The best way to pilot a test, questionnaire or survey is to have a representative subgroup of the population at which it is aimed take it. It doesn’t have to be a big group, just enough to give it a test run, to expose one’s oversights. As an example, I didn’t test the questionnaire that I just sent it out. I looked at it hard before I sent it out and imagined in my mind the responses. But I couldn’t see what I couldn’t see. The biggest oversight is my final question, the key question, was worded such that when I got results I wasn’t expecting, I wasn’t sure if it was because of the question’s wording or simply my expectations were wrong. The question was: “10. If, upon visiting a classroom, you found children sprawled on the floor or kneeling on their chairs attentively doing their assigned tasks, would you be: 1 Horrified; 2 Concerned, 3 Indifferent, 4 Mildly Pleased or 5 Indifferent?” In spite of the previous questions building a case that the respondents mostly had a traditional expectation of classroom behavior, the weight of answers to this question fell towards the Indifferent end.
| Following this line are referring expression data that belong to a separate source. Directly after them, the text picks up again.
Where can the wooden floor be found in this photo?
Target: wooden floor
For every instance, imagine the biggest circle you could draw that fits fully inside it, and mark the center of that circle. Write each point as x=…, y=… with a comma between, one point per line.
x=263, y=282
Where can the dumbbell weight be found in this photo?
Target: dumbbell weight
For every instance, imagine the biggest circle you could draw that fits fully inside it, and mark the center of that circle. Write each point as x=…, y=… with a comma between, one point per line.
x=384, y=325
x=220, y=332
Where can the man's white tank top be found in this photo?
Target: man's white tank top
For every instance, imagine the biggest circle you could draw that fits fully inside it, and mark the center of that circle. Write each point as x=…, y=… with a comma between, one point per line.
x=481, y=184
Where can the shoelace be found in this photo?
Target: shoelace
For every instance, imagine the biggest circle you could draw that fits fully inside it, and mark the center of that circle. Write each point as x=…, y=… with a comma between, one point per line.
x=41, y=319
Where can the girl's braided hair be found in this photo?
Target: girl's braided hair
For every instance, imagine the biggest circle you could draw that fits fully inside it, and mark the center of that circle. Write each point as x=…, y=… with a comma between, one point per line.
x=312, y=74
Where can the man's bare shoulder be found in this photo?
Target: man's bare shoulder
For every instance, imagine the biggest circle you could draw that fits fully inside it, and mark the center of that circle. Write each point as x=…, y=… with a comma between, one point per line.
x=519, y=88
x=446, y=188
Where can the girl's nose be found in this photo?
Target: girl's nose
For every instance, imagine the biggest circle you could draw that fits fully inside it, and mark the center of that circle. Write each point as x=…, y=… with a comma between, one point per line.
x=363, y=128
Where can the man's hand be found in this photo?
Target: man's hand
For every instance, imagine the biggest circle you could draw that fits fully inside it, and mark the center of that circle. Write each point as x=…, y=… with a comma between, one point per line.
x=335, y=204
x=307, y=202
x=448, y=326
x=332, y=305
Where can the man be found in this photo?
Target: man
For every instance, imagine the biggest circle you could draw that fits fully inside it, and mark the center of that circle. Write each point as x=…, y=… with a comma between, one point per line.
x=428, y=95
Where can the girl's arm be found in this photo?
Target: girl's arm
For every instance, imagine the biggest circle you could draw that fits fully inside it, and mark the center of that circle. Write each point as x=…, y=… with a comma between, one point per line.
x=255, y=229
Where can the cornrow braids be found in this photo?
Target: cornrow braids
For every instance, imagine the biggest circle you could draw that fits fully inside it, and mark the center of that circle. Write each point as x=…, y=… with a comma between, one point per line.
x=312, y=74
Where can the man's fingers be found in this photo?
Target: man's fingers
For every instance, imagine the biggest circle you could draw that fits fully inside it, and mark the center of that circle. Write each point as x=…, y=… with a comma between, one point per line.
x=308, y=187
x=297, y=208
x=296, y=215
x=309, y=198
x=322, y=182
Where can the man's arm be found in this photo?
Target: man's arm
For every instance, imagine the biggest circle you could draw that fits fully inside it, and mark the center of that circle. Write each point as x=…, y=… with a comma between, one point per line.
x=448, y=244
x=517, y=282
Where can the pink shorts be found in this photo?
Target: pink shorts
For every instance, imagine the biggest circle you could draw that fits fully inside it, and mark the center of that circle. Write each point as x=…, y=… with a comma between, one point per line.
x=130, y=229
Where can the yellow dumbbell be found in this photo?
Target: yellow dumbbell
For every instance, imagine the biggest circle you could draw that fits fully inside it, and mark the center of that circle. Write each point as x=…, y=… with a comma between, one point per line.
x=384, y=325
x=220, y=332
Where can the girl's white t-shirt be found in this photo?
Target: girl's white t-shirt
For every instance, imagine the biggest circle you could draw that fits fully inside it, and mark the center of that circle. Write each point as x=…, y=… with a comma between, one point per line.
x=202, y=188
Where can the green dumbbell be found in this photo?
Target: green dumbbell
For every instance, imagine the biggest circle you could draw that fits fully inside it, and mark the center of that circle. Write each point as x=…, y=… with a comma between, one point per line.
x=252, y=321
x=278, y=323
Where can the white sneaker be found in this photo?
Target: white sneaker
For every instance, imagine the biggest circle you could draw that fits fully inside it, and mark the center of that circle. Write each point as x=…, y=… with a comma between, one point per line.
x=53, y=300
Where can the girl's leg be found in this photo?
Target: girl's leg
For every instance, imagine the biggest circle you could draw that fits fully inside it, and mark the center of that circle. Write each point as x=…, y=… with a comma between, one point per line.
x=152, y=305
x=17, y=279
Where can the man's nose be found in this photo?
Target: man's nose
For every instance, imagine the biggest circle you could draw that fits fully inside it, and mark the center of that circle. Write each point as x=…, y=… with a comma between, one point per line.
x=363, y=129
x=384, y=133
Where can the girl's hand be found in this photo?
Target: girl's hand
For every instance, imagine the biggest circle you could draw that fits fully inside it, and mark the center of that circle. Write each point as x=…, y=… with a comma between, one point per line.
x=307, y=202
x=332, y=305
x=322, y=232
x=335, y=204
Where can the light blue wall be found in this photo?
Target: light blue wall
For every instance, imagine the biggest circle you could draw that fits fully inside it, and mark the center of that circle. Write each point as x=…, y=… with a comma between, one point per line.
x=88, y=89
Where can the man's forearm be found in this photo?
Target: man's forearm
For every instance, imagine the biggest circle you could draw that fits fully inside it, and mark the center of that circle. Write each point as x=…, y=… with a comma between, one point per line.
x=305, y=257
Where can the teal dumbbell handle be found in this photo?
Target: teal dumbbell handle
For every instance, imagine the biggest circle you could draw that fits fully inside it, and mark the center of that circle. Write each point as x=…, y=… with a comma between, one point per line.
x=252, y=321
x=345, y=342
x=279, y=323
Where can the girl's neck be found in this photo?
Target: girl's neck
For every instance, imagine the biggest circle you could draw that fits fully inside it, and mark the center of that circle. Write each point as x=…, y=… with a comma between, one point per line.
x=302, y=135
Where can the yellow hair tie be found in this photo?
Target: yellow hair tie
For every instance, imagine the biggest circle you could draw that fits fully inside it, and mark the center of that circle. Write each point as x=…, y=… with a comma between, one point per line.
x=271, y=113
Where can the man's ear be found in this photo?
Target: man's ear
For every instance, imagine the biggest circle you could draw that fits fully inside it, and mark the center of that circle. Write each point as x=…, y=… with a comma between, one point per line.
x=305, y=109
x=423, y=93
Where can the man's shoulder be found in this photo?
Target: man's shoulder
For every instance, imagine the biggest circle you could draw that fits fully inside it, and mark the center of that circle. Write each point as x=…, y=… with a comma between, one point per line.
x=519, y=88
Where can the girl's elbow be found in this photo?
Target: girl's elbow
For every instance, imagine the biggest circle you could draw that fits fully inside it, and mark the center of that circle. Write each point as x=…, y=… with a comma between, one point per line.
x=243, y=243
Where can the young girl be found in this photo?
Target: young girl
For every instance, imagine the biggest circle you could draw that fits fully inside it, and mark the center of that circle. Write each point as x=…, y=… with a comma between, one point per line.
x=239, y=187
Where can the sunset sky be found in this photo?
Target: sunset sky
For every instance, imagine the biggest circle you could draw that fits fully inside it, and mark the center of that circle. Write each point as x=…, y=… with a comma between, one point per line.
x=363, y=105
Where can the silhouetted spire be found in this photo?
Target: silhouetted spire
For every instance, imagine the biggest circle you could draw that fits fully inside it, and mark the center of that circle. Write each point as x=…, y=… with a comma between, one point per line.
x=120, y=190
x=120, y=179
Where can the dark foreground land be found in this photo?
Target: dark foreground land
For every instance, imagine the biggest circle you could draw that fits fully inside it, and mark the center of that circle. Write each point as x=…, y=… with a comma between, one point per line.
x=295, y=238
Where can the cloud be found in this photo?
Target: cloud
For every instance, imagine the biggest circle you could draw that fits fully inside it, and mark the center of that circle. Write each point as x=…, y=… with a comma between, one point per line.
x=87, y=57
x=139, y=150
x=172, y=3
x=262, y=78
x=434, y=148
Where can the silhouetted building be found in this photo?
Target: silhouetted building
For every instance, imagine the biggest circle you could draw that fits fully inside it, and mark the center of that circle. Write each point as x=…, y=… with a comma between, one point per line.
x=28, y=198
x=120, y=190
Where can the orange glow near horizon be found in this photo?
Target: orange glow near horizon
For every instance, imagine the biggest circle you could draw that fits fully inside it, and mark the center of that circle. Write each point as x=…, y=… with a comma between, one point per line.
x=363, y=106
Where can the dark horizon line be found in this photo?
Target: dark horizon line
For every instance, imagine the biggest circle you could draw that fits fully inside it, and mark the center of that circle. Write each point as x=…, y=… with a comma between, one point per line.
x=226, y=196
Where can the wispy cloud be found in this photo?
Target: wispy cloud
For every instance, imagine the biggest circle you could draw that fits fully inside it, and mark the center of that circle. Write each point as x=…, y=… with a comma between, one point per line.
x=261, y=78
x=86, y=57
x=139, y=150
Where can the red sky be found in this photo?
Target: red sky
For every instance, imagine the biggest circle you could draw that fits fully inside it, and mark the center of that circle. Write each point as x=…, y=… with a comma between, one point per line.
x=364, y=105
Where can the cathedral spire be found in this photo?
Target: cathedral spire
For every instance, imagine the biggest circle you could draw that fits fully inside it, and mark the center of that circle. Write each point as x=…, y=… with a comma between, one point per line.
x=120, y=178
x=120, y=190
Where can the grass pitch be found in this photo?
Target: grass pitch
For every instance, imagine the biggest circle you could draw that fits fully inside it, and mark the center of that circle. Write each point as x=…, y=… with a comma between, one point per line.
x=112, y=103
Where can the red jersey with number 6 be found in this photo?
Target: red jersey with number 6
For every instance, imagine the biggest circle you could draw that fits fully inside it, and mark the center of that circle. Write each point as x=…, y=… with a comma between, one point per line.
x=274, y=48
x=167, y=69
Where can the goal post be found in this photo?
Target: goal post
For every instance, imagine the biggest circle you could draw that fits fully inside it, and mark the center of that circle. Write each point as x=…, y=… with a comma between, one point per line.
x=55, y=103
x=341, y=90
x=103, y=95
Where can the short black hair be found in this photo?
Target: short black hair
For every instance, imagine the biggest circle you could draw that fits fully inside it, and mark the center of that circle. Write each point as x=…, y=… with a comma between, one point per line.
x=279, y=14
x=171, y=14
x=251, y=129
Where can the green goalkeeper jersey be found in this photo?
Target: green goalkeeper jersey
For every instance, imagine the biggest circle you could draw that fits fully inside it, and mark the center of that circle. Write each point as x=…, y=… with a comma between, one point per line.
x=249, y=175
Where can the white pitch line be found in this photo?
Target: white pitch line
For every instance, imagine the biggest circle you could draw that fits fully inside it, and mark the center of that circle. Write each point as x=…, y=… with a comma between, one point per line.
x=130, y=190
This could be because respondents missed the conflict between “sprawled,” etc and “attentively,” perhaps picking up on attentive more than sprawled. As the number of responses piled up, I have come to believe that in spite of traditional expectations, these respondents valued the “attentive” and either were indifferent to or happy about the “sprawled.” For this exercise and for my own information, it was useful and interesting. But to be certain or to use this survey in a more authoritative fashion, I would need to recheck that conclusion with one or more explicitly written questions. Not checking the survey before publishing it caused a potential problem with the survey’s reliability to go unnoticed.

A second problem, less likely to plague more experienced researchers is that I constructed my questions to give interlocking value. By this I mean, I asked (for example) the sex of the children and hoped to compare that to the sensitivity to movement issues. Come to find out when I ran the study that the “basic” version of the survey site I used doesn’t to allow this level of analysis.